Kerja bareng Arina sebagai partner reporter gue, ternyata gak meninggalkan kesan yang terlalu buruk. Cekatannya ia dalam menghimpun informasi bisa mempercepat waktu kerja kami di lapangan. Cuma ia perlu dilatih untuk lebih profesional dalam menanggapi situasi.
Kayak sekarang, ia tengah ketakutan berdiri dibalik punggung gue.
Pukul 01.00 dini hari, kami berdua baru aja selesai mendatangi lokasi tersangka penyelundupan barang haram yang berada di daerah pinggiran kota dekat pelabuhan baru. Polisi berhasil menemukan tepat satu jam sebelum pergantian hari. Sesuai prediksi, para tersangka memang sedang berencana buat kabur via transportasi laut. Tapi usahanya gagal karena ketepatan waktu para polisi saat menyergap rumah kontrakan mereka. Tersangka berjumlah 4 orang, sedang satunya seorang sepasang suami istri yang baru saja menikah 4 bulan lalu.
"Wan... Gue pinjem punggung lo terus gak papa, kan?" terdengar suara Arina yang mengendap dibalik badan gue.
"Sekarang nyewa, Rin."
"Terserahlah, mau nyewa apa kagak, gue pake dulu punggung lo bentar. Gue takut."

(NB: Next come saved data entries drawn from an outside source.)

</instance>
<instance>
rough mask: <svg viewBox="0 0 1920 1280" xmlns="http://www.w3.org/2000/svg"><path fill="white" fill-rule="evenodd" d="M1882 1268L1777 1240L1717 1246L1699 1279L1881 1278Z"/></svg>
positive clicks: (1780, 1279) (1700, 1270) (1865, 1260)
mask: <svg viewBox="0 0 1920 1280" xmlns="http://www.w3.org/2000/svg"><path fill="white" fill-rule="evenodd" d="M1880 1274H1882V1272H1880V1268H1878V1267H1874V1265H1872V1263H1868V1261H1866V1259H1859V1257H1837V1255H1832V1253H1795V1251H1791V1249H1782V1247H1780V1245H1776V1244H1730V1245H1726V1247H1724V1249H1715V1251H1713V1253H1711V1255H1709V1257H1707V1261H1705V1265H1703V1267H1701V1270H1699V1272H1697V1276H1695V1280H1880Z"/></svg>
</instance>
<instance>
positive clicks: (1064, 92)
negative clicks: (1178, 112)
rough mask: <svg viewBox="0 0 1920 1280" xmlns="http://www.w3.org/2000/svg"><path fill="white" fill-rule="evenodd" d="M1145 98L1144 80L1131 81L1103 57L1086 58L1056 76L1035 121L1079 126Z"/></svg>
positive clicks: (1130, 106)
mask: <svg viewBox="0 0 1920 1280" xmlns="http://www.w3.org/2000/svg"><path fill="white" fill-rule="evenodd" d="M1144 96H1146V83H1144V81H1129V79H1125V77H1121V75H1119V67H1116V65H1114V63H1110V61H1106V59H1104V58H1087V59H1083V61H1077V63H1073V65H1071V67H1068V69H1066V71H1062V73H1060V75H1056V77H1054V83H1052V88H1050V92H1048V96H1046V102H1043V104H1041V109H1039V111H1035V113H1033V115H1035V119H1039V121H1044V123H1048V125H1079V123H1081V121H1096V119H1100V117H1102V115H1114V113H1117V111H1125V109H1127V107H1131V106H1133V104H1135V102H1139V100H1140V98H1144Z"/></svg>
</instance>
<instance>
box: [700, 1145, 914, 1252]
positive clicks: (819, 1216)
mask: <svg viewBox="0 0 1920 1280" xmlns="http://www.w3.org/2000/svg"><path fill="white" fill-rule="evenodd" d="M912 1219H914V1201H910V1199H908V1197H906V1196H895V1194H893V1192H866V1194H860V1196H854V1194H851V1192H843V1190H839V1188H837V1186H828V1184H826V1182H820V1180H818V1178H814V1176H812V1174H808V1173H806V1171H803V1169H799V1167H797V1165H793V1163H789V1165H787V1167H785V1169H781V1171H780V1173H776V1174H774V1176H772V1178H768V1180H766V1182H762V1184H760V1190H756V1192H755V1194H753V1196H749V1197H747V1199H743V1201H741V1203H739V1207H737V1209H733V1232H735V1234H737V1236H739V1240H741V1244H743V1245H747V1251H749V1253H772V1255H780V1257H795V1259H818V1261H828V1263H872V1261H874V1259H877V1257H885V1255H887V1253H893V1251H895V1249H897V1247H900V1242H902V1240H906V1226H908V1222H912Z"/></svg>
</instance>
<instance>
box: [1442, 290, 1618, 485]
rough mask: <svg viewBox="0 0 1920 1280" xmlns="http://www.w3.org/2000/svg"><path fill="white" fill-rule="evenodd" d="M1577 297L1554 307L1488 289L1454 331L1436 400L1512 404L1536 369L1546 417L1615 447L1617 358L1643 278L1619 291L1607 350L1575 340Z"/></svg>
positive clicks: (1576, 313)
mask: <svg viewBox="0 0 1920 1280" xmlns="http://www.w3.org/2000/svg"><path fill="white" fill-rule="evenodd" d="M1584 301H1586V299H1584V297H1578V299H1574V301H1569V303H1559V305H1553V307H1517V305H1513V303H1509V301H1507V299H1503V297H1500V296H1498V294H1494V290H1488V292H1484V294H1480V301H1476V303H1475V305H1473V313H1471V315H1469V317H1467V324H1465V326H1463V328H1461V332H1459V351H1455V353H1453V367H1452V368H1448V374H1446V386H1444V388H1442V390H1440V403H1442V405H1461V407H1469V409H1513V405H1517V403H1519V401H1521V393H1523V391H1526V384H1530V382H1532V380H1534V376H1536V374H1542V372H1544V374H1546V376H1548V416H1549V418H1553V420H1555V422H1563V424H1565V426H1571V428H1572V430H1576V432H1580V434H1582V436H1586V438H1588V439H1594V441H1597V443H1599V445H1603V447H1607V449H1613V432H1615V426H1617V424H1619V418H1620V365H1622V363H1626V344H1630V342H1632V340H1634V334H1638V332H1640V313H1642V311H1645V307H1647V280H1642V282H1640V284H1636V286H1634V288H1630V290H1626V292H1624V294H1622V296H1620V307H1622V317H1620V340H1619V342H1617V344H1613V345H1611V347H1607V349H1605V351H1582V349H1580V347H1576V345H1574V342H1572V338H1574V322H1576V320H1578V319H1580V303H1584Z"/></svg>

Pemandangan di depan gue sebetulnya hanya ada para reporter yang sibuk pada tugasnya masing-masing, begitupun gue dan Arina. Tapi, satu hal yang membuat gue terheran-heran dengan tingkah Arina sekarang bukan karena ia takut sama kejadian penangkapan tadi yang bisa dibilang menegangkan. Bukan juga karena dia nggak bisa membuat berita atau malas bekerja. Sebaliknya, ia justru masih bersemangat ketika mewancarai penyidik sekitar lima menit yang lalu.
"Gue janji, gue bakal beliin lo Pop Mie satu lusin. Tapi please, lindungin gue dari dia!"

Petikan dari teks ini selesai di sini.